« Blanc de colère » est cet éducateur venu manifester la semaine dernière à Bruxelles avec plus de 3 200 autres travailleurs du non-marchand. (Photo Solidaire, Martine Raeymaekers)
La salle de l’Ancienne Belgique était trop petite le 2 février pour accueillir plus de 3 200 infirmières, éducateurs, aides-familiales, puéricultrices, assistants sociaux, psychologues, formateurs, aides-soignantes,… Tous ces travailleurs rendent service à une population qui en a de plus en plus besoin. À l’appel des trois syndicats, ils réclament plus d’emplois (10 000) et des salaires plus élevés (dont un 13e mois) et ils s’opposent à la commercialisation du secteur. La semaine dernière, ils ont déposé leur cahier de revendications auprès du Premier ministre. Et la mobilisation va durer jusqu’en juin, afin d’obtenir un nouvel accord pour 2011-2012.

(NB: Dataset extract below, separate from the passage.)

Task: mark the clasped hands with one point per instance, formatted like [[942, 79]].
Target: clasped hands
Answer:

« Même en période de crise, il faut que le non-marchand soit un secteur où l'on crée de l’emploi », dit Yves Hellendorf, secrétaire national de la CNE (CSC). « Des emplois de qualité, c’est indispensable » ajoute Eric Neuprez, pour la Centrale Générale (FGTB). « Ils ont su donner de l’argent aux banques, mais malheureusement pour essayer d’avoir un service public de qualité, de bien-être auprès des particuliers et des citoyens, on a très difficile de trouver de l’argent ».

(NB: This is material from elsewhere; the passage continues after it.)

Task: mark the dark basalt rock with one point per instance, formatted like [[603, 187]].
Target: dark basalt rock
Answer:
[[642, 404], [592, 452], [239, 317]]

Yves Hellendorf. C’est évidemment une question de choix politique. Autant il y a besoin d’emploi pour créer de la richesse nationale, autant il faut redistribuer cet argent vers les services à la population, si on veut que cette économie tourne.
Il y a un an, les banques ont obtenu de l’argent en un week-end. Apparemment, pour vous ça risque de ne pas aller aussi vite…
Yves Hellendorf. Il faut vraiment revoir la manière dont on répartit les moyens du budget. Il y a des moyens, mais il faut arrêter avec les aides aux entreprises, genre centres de coordination, déductions fiscales et autres. Il y a possibilité de créer de l’emploi, notre secteur l’a prouvé ces dernières années, et peut continuer à le faire.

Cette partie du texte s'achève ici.